SEATTLE – RealNetworks Inc. (RNWK) and electronics retailer Best Buy (BBY) announced a deal Monday in which customers can try out and sign up for RealNetworks' online music service at Best Buy's 560 stores across the country.
The agreement, which unites traditional sales with the fledgling Internet business of digital music, boosts competition among companies racing to distinguish themselves in the market for legally downloading songs and albums over the Internet.
RealNetworks has been aggressively making deals with high-speed Internet service companies to drive customers to its Rhapsody digital music subscription service (search), which it acquired in its recent purchase of San Francisco-based Listen.com.
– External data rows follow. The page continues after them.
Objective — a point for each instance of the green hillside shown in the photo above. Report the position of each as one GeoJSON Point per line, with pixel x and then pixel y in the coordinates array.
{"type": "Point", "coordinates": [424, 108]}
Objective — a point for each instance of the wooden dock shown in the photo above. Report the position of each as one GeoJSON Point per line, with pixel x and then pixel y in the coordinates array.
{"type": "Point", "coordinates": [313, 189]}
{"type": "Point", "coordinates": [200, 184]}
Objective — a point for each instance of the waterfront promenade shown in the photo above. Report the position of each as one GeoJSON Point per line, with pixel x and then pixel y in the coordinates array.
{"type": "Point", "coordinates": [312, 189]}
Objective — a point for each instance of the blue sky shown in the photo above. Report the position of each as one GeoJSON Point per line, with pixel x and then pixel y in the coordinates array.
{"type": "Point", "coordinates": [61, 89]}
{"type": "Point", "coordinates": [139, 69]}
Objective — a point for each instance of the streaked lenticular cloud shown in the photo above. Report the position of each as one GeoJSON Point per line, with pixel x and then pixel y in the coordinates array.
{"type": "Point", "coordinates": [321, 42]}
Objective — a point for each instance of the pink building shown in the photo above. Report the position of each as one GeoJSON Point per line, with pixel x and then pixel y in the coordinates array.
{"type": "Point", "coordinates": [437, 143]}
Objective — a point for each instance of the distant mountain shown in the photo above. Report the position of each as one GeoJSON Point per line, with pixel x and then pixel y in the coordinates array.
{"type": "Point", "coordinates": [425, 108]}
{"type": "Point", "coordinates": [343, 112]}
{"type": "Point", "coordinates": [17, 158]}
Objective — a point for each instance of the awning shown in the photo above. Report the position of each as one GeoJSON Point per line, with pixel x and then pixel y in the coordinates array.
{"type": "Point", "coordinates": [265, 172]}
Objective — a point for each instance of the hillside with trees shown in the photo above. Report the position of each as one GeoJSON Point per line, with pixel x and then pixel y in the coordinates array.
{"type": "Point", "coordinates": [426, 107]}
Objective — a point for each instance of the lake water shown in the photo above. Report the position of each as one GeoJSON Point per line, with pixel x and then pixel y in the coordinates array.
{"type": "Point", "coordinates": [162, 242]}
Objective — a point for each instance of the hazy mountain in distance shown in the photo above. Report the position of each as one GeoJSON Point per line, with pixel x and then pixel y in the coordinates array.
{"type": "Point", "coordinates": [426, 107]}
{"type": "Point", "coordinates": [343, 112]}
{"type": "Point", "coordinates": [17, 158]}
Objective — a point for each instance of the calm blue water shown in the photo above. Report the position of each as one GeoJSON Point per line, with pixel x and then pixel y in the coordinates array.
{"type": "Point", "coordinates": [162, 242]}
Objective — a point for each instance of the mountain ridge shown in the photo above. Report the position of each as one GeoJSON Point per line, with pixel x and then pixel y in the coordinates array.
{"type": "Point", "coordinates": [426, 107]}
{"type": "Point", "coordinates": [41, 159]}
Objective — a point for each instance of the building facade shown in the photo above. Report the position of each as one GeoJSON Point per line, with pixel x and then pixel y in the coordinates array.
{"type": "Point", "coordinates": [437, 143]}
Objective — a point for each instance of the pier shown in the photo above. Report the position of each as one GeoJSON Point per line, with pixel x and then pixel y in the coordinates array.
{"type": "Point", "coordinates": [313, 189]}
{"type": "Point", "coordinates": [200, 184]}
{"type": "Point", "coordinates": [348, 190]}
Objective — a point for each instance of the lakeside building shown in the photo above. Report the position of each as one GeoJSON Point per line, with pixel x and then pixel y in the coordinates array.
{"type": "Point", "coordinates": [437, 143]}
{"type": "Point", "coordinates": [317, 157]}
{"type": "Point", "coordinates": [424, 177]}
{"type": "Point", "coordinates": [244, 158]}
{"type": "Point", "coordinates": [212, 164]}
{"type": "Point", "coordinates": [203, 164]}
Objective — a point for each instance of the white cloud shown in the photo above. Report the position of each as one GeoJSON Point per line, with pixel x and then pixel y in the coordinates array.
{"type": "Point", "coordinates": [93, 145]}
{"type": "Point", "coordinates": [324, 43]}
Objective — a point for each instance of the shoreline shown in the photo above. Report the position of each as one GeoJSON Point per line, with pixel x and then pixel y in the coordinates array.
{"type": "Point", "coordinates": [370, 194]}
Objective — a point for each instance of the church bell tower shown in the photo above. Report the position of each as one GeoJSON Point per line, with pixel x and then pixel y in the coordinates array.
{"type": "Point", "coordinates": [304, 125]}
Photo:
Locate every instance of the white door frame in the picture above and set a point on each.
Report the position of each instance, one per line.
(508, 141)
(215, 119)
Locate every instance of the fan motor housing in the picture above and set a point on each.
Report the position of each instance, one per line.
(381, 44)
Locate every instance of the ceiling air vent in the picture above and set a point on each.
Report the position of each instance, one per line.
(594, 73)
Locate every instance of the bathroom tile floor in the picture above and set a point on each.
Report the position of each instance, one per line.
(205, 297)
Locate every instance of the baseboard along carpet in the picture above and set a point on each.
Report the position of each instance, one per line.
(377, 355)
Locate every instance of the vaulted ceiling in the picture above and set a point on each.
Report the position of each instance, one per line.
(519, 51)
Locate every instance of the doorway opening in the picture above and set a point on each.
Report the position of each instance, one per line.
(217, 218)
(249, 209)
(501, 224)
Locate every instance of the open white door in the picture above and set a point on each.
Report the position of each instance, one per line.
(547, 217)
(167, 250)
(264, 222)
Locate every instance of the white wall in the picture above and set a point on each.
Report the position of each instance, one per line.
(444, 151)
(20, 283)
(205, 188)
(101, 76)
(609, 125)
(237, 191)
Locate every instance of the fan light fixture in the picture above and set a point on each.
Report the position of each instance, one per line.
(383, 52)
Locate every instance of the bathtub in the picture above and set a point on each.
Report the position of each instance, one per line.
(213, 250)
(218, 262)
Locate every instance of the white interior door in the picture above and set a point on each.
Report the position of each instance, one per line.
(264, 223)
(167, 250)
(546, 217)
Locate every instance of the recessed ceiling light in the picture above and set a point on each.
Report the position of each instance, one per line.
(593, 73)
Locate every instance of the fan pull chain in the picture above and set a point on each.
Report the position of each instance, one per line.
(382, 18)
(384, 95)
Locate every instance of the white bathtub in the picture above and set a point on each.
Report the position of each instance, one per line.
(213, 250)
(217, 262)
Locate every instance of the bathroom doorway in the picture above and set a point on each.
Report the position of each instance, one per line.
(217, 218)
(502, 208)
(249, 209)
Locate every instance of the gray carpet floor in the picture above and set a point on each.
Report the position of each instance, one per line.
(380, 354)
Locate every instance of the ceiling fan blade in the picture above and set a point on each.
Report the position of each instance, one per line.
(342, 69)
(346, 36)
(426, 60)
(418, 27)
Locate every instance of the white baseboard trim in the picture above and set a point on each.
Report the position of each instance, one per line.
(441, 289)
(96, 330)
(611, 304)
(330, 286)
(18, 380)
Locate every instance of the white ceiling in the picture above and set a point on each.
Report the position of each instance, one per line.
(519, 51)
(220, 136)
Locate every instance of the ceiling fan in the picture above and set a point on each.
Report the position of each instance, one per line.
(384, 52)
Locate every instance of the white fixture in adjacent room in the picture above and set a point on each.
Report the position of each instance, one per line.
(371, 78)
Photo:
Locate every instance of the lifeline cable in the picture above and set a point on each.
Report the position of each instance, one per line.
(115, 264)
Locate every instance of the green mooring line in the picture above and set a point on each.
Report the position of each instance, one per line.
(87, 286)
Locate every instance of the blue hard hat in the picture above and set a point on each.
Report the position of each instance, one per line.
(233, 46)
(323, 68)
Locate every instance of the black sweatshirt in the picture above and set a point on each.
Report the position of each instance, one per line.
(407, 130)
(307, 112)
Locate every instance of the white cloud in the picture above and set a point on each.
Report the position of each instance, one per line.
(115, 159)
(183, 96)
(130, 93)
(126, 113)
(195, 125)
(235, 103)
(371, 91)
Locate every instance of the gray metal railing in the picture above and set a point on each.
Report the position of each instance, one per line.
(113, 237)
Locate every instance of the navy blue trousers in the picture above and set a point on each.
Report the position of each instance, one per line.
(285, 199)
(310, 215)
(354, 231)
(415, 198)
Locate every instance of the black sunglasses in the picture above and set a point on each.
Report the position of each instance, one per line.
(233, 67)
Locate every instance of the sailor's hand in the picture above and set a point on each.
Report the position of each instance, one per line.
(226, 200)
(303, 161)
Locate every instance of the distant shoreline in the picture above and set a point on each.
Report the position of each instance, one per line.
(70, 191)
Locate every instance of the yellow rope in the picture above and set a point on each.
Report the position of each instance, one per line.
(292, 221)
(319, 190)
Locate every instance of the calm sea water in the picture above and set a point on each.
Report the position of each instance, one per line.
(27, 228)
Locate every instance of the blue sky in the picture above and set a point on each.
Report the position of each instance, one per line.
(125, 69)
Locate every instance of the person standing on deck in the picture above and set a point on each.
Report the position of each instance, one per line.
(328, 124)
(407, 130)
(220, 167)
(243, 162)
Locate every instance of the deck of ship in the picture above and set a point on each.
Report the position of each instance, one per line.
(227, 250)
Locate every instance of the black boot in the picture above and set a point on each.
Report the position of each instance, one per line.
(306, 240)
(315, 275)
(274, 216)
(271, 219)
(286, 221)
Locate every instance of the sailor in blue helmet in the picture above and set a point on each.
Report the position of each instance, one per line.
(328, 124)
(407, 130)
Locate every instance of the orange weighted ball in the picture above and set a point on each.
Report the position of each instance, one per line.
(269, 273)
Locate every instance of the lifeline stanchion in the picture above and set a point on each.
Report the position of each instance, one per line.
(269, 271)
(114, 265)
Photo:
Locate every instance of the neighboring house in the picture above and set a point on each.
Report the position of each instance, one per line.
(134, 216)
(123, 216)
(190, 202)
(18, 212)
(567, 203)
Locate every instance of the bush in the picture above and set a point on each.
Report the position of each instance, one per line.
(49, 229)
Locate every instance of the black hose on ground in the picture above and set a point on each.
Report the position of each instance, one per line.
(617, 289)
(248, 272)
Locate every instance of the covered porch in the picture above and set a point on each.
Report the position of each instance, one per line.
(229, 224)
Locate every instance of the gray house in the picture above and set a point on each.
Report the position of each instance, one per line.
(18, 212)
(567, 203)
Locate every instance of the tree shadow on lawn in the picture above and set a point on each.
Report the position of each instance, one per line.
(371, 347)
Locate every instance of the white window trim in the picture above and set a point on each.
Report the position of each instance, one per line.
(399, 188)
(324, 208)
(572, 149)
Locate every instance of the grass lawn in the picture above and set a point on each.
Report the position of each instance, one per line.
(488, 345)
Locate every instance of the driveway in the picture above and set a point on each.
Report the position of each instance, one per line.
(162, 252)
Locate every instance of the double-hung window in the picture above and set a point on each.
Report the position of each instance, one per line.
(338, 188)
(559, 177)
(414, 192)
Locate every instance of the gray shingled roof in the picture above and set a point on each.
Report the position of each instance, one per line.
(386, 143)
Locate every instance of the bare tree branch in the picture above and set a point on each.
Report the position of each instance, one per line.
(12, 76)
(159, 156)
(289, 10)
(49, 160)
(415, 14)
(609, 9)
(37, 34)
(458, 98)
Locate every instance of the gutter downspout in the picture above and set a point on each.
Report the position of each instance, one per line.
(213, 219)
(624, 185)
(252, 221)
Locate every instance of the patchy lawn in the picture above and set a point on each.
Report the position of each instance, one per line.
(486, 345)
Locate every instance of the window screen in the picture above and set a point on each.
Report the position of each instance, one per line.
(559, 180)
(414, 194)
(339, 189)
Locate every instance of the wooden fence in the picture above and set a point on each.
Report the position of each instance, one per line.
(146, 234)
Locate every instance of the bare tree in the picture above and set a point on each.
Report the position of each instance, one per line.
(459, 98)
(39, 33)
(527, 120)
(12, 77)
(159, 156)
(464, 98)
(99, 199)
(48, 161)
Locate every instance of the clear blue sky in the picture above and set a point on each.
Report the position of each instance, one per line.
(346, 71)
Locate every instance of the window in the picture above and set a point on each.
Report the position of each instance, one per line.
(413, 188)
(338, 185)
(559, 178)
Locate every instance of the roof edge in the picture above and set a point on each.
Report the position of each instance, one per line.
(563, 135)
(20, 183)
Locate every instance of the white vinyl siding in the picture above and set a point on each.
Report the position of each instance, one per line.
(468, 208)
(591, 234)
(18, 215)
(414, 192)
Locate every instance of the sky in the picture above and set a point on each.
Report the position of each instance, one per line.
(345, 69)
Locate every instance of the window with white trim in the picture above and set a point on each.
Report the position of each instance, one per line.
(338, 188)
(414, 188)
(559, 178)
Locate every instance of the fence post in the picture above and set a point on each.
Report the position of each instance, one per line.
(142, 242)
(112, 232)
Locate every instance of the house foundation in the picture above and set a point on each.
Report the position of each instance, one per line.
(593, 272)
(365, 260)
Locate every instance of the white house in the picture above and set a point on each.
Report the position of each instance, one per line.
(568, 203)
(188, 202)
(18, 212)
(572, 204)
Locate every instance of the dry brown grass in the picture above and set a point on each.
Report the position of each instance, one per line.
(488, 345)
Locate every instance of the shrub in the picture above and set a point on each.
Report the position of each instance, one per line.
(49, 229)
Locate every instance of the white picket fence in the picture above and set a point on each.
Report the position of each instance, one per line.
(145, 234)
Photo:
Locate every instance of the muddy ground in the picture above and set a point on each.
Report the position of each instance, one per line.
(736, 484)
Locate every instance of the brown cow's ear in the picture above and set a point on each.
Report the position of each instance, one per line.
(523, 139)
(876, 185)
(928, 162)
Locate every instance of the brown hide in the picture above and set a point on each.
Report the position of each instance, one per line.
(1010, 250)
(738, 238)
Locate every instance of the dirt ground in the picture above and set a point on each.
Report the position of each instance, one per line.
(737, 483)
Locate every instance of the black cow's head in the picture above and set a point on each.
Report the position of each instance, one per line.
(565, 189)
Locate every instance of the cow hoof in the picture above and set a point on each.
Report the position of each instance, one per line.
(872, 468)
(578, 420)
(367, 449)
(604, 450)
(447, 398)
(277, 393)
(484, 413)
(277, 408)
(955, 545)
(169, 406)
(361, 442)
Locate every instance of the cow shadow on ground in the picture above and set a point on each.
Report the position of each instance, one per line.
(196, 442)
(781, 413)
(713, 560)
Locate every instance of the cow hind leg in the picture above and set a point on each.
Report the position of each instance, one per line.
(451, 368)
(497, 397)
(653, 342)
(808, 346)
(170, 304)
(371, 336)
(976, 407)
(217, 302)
More are to come, said Dan Sheeran, RealNetworks' senior vice president of marketing.
With Rhapsody — including the new Best Buy Rhapsody service — customers pay a $9.95 monthly fee to listen to songs from a vast library of music from the major record labels as well as independent producers. Rhapsody subscribers can also burn songs onto compact discs for 79 cents each.
The service is one of several to emerge in recent months. Apple Computer (AAPL) launched its iTunes Music Store (search) in April, offering digital downloads of music for 99 cents a song. Microsoft Corp. (MSFT) last week teamed with a British company to offer a European service selling songs over the Internet for 99 euro cents (about $1.12) each through Microsoft's MSN Music Club or Tiscali Music Club, depending on the country.
The deal with Minneapolis-based Best Buy — in which the two companies will share revenue from subscribers — will help RealNetworks spread from its base of technology-savvy customers to a mainstream audience, Sheeran said.
He added that RealNetworks plans to offer a service by the end of the year that lets customers burn songs onto CDs without having to be a monthly subscriber.
Although he would not disclose other possible partners for the service, he said it is "the type of thing that e-retailers are interested in."
Companies have been increasingly casting about for legal ways to sell songs over the Internet that do not handcuff consumers' use of the music, but that also respect record labels' copyright concerns. Besides Apple and Microsoft, Seattle-based Internet retailer Amazon.com has also said it is interested in selling digital music, once it determines the best way to offer songs over the Internet.
The deal is good for both companies, letting them "tie the online and offline worlds of consumers," said Michael McGuire, an analyst with Gartner G2. "The more information like that you have, the better you are in the long term."